Polynesians May Have Invented Binary Math

sciencehabit writes "How old is the binary number system? Perhaps far older than the invention of binary math in the West. The residents of a tiny Polynesian island may have been doing calculations in binary—a number system with only two digits—centuries before it was described by Gottfried Leibniz, the co-inventor of calculus, in 1703."

How is this news?

[Anonymous Coward]

Different cultures have been counting in bases other than base-10 for all of human history. Of course a gentleman in the 18th century wasn't the first to use binary.... that's preposterous.

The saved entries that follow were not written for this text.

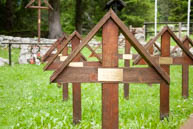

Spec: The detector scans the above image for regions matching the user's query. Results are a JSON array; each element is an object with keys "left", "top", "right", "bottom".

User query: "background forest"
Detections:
[{"left": 0, "top": 0, "right": 192, "bottom": 38}]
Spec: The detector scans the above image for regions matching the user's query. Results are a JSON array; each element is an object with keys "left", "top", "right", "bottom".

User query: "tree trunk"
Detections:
[
  {"left": 75, "top": 0, "right": 83, "bottom": 34},
  {"left": 48, "top": 0, "right": 63, "bottom": 39},
  {"left": 5, "top": 0, "right": 15, "bottom": 30}
]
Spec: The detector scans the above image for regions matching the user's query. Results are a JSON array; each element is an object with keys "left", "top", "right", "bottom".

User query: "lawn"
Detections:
[{"left": 0, "top": 47, "right": 193, "bottom": 129}]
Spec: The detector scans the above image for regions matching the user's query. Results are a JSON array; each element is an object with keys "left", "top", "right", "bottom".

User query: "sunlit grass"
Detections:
[{"left": 0, "top": 48, "right": 193, "bottom": 129}]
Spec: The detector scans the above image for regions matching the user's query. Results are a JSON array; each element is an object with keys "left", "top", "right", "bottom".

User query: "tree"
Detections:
[
  {"left": 75, "top": 0, "right": 83, "bottom": 34},
  {"left": 158, "top": 0, "right": 171, "bottom": 21},
  {"left": 120, "top": 0, "right": 154, "bottom": 27},
  {"left": 48, "top": 0, "right": 63, "bottom": 39},
  {"left": 5, "top": 0, "right": 16, "bottom": 30}
]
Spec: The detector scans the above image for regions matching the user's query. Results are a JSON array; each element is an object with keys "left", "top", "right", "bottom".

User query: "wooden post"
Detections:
[
  {"left": 102, "top": 19, "right": 119, "bottom": 129},
  {"left": 62, "top": 42, "right": 69, "bottom": 101},
  {"left": 71, "top": 35, "right": 81, "bottom": 124},
  {"left": 38, "top": 0, "right": 41, "bottom": 43},
  {"left": 160, "top": 31, "right": 170, "bottom": 120},
  {"left": 124, "top": 39, "right": 131, "bottom": 99},
  {"left": 182, "top": 39, "right": 189, "bottom": 99},
  {"left": 56, "top": 40, "right": 69, "bottom": 101}
]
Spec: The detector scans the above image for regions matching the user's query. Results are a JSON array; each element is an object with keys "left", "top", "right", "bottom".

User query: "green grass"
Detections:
[{"left": 0, "top": 48, "right": 193, "bottom": 129}]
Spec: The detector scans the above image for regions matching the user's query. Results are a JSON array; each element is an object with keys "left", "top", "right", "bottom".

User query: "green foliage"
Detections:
[
  {"left": 168, "top": 0, "right": 189, "bottom": 22},
  {"left": 120, "top": 0, "right": 154, "bottom": 27},
  {"left": 0, "top": 0, "right": 192, "bottom": 36},
  {"left": 0, "top": 48, "right": 193, "bottom": 129}
]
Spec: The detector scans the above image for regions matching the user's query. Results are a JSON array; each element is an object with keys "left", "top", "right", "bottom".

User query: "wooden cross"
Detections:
[
  {"left": 47, "top": 9, "right": 171, "bottom": 129},
  {"left": 25, "top": 0, "right": 53, "bottom": 43},
  {"left": 133, "top": 27, "right": 193, "bottom": 104}
]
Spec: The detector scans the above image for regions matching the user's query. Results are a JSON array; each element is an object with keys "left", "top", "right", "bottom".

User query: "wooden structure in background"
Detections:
[
  {"left": 25, "top": 0, "right": 53, "bottom": 43},
  {"left": 49, "top": 9, "right": 170, "bottom": 129},
  {"left": 133, "top": 27, "right": 193, "bottom": 101},
  {"left": 42, "top": 33, "right": 68, "bottom": 62},
  {"left": 42, "top": 33, "right": 69, "bottom": 100},
  {"left": 44, "top": 31, "right": 102, "bottom": 123}
]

The Mayans, for example, counted in based 20 (supposedly because they counted on both their fingers and, thanks to a warm climate, exposed toes).

Binary is much older than Leibniz...

[Anonymous Coward]

Leibniz freely admits that he took ideas from the I Ching: http://www.leibniz-translations.com/binary.htm

What is amazing in this reckoning is that this arithmetic by 0 and 1 is found to contain the mystery of the lines of an ancient King and philosopher named Fuxi, who is believed to have lived more than 4000 years ago, and whom the Chinese regard as the founder of their empire and their sciences.2 There are several linear figures attributed to him, all of which come back to this arithmetic, but it is sufficient to give here the Figure of the Eight Cova, as it is called, which is said to be fundamental, and to join to them the explanation which is obvious, provided that one notices, firstly, that a whole line — means unity, or 1, and secondly, that a broken line -- means zero, or 0.

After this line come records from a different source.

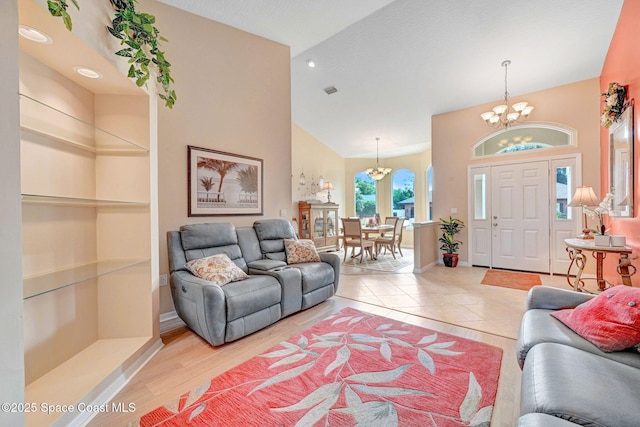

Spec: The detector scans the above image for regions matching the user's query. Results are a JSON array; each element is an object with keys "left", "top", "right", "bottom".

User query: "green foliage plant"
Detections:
[
  {"left": 46, "top": 0, "right": 176, "bottom": 109},
  {"left": 438, "top": 216, "right": 465, "bottom": 254},
  {"left": 47, "top": 0, "right": 78, "bottom": 30}
]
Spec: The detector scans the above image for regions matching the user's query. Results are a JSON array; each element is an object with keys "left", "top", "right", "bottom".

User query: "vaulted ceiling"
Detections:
[{"left": 159, "top": 0, "right": 624, "bottom": 158}]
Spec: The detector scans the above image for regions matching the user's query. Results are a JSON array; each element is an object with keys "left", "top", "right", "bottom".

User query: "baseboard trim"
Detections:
[
  {"left": 160, "top": 310, "right": 179, "bottom": 323},
  {"left": 413, "top": 261, "right": 437, "bottom": 273}
]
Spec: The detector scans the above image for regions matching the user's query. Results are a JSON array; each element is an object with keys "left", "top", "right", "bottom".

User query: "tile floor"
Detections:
[{"left": 335, "top": 248, "right": 569, "bottom": 339}]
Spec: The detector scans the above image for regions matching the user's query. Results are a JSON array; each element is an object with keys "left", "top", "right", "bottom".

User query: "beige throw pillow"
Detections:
[
  {"left": 284, "top": 239, "right": 321, "bottom": 264},
  {"left": 185, "top": 253, "right": 248, "bottom": 286}
]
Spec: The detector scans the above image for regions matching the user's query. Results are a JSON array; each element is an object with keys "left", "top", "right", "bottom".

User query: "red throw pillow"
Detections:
[{"left": 551, "top": 286, "right": 640, "bottom": 352}]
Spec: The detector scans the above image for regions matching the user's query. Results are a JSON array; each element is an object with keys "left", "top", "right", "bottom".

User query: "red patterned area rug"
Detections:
[
  {"left": 481, "top": 269, "right": 542, "bottom": 291},
  {"left": 140, "top": 307, "right": 503, "bottom": 426}
]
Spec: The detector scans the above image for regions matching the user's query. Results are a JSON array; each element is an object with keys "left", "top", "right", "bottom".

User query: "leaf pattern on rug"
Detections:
[
  {"left": 248, "top": 360, "right": 316, "bottom": 395},
  {"left": 248, "top": 314, "right": 478, "bottom": 425},
  {"left": 335, "top": 400, "right": 399, "bottom": 426},
  {"left": 459, "top": 372, "right": 494, "bottom": 426},
  {"left": 140, "top": 307, "right": 503, "bottom": 427}
]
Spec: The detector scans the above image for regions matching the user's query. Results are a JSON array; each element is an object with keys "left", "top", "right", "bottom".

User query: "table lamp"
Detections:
[
  {"left": 322, "top": 181, "right": 335, "bottom": 203},
  {"left": 568, "top": 186, "right": 600, "bottom": 239}
]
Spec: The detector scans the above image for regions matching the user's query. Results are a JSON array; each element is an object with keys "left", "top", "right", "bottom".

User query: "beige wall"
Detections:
[
  {"left": 291, "top": 123, "right": 346, "bottom": 218},
  {"left": 141, "top": 2, "right": 293, "bottom": 315},
  {"left": 413, "top": 222, "right": 440, "bottom": 271},
  {"left": 432, "top": 78, "right": 602, "bottom": 264}
]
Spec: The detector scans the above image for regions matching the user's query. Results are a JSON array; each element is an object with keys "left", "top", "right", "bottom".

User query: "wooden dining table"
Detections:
[{"left": 362, "top": 224, "right": 394, "bottom": 239}]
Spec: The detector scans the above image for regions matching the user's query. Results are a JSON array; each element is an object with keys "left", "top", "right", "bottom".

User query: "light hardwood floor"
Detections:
[{"left": 90, "top": 254, "right": 569, "bottom": 426}]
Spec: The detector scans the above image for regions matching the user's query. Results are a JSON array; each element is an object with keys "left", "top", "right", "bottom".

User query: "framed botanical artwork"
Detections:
[{"left": 188, "top": 145, "right": 263, "bottom": 216}]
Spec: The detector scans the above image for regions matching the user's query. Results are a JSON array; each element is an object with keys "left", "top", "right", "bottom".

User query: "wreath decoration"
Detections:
[{"left": 600, "top": 82, "right": 627, "bottom": 127}]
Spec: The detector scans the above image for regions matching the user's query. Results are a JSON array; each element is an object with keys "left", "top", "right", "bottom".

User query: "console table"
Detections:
[{"left": 564, "top": 238, "right": 635, "bottom": 293}]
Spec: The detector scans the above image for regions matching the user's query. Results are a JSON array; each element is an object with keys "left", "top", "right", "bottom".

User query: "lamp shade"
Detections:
[
  {"left": 322, "top": 181, "right": 335, "bottom": 191},
  {"left": 568, "top": 186, "right": 600, "bottom": 207}
]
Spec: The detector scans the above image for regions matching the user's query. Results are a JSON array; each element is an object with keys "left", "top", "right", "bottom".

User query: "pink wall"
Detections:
[{"left": 600, "top": 0, "right": 640, "bottom": 286}]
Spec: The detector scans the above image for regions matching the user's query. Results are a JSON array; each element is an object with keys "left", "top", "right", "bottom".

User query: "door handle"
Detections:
[
  {"left": 493, "top": 216, "right": 498, "bottom": 219},
  {"left": 493, "top": 223, "right": 498, "bottom": 227}
]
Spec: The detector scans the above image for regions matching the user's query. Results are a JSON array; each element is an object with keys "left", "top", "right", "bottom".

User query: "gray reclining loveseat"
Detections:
[
  {"left": 167, "top": 219, "right": 340, "bottom": 346},
  {"left": 515, "top": 286, "right": 640, "bottom": 426}
]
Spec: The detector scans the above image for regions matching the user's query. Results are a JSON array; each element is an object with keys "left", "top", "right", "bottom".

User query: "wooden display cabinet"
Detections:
[{"left": 298, "top": 202, "right": 339, "bottom": 252}]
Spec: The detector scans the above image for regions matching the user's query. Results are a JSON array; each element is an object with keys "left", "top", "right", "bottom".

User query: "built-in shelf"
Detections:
[
  {"left": 21, "top": 193, "right": 149, "bottom": 207},
  {"left": 19, "top": 93, "right": 148, "bottom": 154},
  {"left": 23, "top": 259, "right": 150, "bottom": 300},
  {"left": 25, "top": 337, "right": 152, "bottom": 427},
  {"left": 18, "top": 5, "right": 155, "bottom": 422}
]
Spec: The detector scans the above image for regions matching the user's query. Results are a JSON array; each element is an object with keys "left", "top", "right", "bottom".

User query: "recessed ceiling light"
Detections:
[
  {"left": 18, "top": 25, "right": 52, "bottom": 44},
  {"left": 74, "top": 66, "right": 103, "bottom": 79},
  {"left": 306, "top": 59, "right": 316, "bottom": 68}
]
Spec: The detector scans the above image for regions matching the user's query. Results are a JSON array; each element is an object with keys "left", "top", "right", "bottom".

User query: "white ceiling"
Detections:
[{"left": 158, "top": 0, "right": 623, "bottom": 158}]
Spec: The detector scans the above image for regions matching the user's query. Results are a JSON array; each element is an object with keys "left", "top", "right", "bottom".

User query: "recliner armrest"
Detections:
[
  {"left": 319, "top": 253, "right": 341, "bottom": 291},
  {"left": 526, "top": 286, "right": 595, "bottom": 310},
  {"left": 170, "top": 270, "right": 227, "bottom": 346}
]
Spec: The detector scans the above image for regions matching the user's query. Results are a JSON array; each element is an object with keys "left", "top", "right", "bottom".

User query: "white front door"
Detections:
[{"left": 491, "top": 161, "right": 550, "bottom": 272}]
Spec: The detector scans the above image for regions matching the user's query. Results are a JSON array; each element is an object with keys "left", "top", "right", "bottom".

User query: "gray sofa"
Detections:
[
  {"left": 167, "top": 219, "right": 340, "bottom": 346},
  {"left": 515, "top": 286, "right": 640, "bottom": 426}
]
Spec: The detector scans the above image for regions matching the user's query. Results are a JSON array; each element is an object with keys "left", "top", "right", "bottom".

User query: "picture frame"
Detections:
[{"left": 188, "top": 145, "right": 263, "bottom": 216}]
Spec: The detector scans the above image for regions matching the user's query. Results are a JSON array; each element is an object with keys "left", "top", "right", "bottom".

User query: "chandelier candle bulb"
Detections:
[
  {"left": 493, "top": 105, "right": 508, "bottom": 115},
  {"left": 513, "top": 102, "right": 528, "bottom": 112}
]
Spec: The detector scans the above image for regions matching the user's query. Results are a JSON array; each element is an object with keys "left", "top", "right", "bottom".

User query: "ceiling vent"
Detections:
[{"left": 324, "top": 86, "right": 338, "bottom": 95}]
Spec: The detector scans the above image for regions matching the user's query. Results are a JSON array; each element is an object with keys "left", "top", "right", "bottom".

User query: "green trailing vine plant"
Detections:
[
  {"left": 47, "top": 0, "right": 78, "bottom": 30},
  {"left": 46, "top": 0, "right": 176, "bottom": 108}
]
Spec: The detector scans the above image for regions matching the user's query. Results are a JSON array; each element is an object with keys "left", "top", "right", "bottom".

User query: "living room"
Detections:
[{"left": 2, "top": 1, "right": 639, "bottom": 426}]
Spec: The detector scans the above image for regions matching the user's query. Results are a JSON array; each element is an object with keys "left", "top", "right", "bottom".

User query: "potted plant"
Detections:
[{"left": 439, "top": 216, "right": 465, "bottom": 267}]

The Chinese lost the meaning of the Cova or Lineations of Fuxi, perhaps more than a thousand years ago, and they have written commentaries on the subject in which they have sought I know not what far out meanings, so that their true explanation now has to come from Europeans. Here is how: It was scarcely more than two years ago that I sent to Reverend Father Bouvet,3 the celebrated French Jesuit who lives in Peking, my method of counting by 0 and 1, and nothing more was required to make him recognize that this was the key to the figures of Fuxi. Writing to me on 14 November 1701, he sent me this philosophical prince's grand figure, which goes up to 64, and leaves no further room to doubt the truth of our interpretation, such that it can be said that this Father has deciphered the enigma of Fuxi, with the help of what I had communicated to him. And as these figures are perhaps the most ancient monument of [GM VII, p227] science which exists in the world, this restitution of their meaning, after such a great interval of time, will seem all the more curious.

Re:Weak evidence indeed

[icebike]

The article, however, is remarkably weak in support for the hypothesis that the people of Mangareva (the "tiny Pacific island" mentioned) actually used binary arithmetic, since in fact it doesn't give any evidence at all that they actually used binary arithmetic. What it says is they have number words for three binary powers of ten:paua for 20; tataua for 40; and varu for 80.

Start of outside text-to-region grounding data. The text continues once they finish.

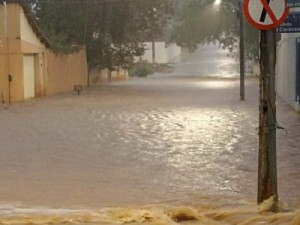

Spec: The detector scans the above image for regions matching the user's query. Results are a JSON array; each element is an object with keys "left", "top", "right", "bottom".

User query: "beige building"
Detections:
[{"left": 0, "top": 2, "right": 88, "bottom": 103}]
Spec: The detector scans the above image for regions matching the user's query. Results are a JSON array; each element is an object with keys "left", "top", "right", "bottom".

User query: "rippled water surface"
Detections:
[{"left": 0, "top": 45, "right": 299, "bottom": 224}]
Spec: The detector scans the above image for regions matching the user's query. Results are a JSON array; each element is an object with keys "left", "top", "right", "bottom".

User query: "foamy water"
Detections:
[{"left": 1, "top": 199, "right": 300, "bottom": 225}]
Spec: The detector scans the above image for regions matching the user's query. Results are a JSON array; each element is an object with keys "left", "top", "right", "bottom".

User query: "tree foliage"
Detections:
[
  {"left": 28, "top": 0, "right": 172, "bottom": 70},
  {"left": 172, "top": 0, "right": 259, "bottom": 59}
]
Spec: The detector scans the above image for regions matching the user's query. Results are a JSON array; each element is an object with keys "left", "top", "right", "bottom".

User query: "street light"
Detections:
[
  {"left": 214, "top": 0, "right": 221, "bottom": 6},
  {"left": 214, "top": 0, "right": 221, "bottom": 11}
]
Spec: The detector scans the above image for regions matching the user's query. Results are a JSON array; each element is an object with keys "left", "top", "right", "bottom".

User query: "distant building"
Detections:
[{"left": 136, "top": 33, "right": 181, "bottom": 64}]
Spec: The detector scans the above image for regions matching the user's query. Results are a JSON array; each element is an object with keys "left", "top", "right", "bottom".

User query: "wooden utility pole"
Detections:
[
  {"left": 152, "top": 40, "right": 156, "bottom": 64},
  {"left": 257, "top": 29, "right": 278, "bottom": 212},
  {"left": 243, "top": 0, "right": 289, "bottom": 212}
]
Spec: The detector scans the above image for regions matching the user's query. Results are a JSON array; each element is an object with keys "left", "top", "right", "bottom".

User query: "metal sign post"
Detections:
[
  {"left": 244, "top": 0, "right": 289, "bottom": 211},
  {"left": 239, "top": 0, "right": 245, "bottom": 101}
]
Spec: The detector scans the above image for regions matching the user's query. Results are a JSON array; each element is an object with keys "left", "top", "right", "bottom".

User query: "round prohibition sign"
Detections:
[{"left": 244, "top": 0, "right": 289, "bottom": 30}]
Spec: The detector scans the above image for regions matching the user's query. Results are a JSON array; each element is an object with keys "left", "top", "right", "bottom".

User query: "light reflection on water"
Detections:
[
  {"left": 144, "top": 108, "right": 240, "bottom": 169},
  {"left": 192, "top": 80, "right": 238, "bottom": 89},
  {"left": 127, "top": 106, "right": 251, "bottom": 197}
]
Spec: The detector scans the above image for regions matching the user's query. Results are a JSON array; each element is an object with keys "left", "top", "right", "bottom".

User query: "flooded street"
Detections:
[
  {"left": 172, "top": 44, "right": 239, "bottom": 78},
  {"left": 0, "top": 45, "right": 300, "bottom": 224}
]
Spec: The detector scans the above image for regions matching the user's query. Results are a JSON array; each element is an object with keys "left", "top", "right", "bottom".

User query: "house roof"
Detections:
[{"left": 0, "top": 0, "right": 51, "bottom": 48}]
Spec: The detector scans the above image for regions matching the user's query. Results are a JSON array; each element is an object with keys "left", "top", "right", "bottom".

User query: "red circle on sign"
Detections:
[{"left": 244, "top": 0, "right": 289, "bottom": 30}]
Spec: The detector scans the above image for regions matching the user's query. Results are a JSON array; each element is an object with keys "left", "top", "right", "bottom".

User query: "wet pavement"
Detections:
[{"left": 172, "top": 44, "right": 239, "bottom": 78}]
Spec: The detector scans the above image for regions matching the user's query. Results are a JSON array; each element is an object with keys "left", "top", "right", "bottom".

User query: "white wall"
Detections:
[
  {"left": 136, "top": 42, "right": 181, "bottom": 64},
  {"left": 166, "top": 43, "right": 181, "bottom": 63},
  {"left": 276, "top": 7, "right": 300, "bottom": 112},
  {"left": 277, "top": 33, "right": 298, "bottom": 109},
  {"left": 142, "top": 42, "right": 167, "bottom": 64}
]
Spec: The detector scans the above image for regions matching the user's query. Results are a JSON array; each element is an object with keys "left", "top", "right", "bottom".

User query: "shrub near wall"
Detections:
[{"left": 129, "top": 61, "right": 174, "bottom": 77}]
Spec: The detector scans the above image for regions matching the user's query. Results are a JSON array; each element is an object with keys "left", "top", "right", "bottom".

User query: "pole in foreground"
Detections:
[
  {"left": 243, "top": 0, "right": 289, "bottom": 211},
  {"left": 258, "top": 29, "right": 278, "bottom": 211},
  {"left": 239, "top": 0, "right": 245, "bottom": 101}
]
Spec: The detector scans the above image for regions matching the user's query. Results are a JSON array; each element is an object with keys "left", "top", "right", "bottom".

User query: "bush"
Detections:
[
  {"left": 129, "top": 61, "right": 174, "bottom": 77},
  {"left": 134, "top": 66, "right": 154, "bottom": 77},
  {"left": 129, "top": 62, "right": 154, "bottom": 77}
]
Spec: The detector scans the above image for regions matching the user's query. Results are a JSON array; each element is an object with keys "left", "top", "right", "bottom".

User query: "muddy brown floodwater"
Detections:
[
  {"left": 0, "top": 45, "right": 300, "bottom": 224},
  {"left": 0, "top": 76, "right": 300, "bottom": 225}
]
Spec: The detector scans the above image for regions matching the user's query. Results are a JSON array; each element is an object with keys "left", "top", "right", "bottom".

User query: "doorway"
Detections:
[{"left": 23, "top": 55, "right": 35, "bottom": 99}]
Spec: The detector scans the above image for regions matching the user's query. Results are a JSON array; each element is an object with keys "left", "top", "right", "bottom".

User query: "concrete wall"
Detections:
[
  {"left": 0, "top": 5, "right": 11, "bottom": 102},
  {"left": 276, "top": 33, "right": 299, "bottom": 111},
  {"left": 137, "top": 42, "right": 181, "bottom": 64},
  {"left": 166, "top": 43, "right": 182, "bottom": 63},
  {"left": 0, "top": 4, "right": 25, "bottom": 103},
  {"left": 0, "top": 39, "right": 24, "bottom": 103},
  {"left": 181, "top": 47, "right": 193, "bottom": 62},
  {"left": 0, "top": 4, "right": 21, "bottom": 38},
  {"left": 0, "top": 39, "right": 10, "bottom": 103},
  {"left": 46, "top": 49, "right": 88, "bottom": 95}
]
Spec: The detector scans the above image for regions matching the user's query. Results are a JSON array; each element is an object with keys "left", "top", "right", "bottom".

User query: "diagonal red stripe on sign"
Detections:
[
  {"left": 260, "top": 0, "right": 279, "bottom": 23},
  {"left": 244, "top": 0, "right": 289, "bottom": 30}
]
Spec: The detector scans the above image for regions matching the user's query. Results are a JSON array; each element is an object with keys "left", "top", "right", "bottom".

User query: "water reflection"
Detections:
[{"left": 117, "top": 103, "right": 257, "bottom": 199}]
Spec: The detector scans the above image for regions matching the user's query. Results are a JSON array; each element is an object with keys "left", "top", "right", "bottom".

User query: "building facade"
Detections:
[
  {"left": 0, "top": 2, "right": 88, "bottom": 103},
  {"left": 138, "top": 41, "right": 182, "bottom": 64}
]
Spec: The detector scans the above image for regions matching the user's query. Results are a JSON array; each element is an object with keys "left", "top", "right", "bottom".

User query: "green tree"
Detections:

The article wasn't so much weak, as it was in awe of an accident of hindsight. (It only looks "special" because we settled on binary for computers.)
It explicitly made the point that base 10 was used except to refer to large groups.
Their "special words" took hold only after they ran out of fingers.

In fact, if you look at it as counting the number of "bodies worth of fingers and toes" it looks less like using binary and more like "We can't count that high, but there was one fish in the pond for every finger and toe of each person in our boat). After that they just counted boats.

Its really not much different than westerners counting in dozens, and grosses (something that wiki unconvincingly attributes to the convenience of 12 having many divisors [wikipedia.org]. From the same article you learn there were Latin terms for groups of 15, 20, etc. It seems that special, extra ordinal counting numbers for baskets full of stuff are not that unusual.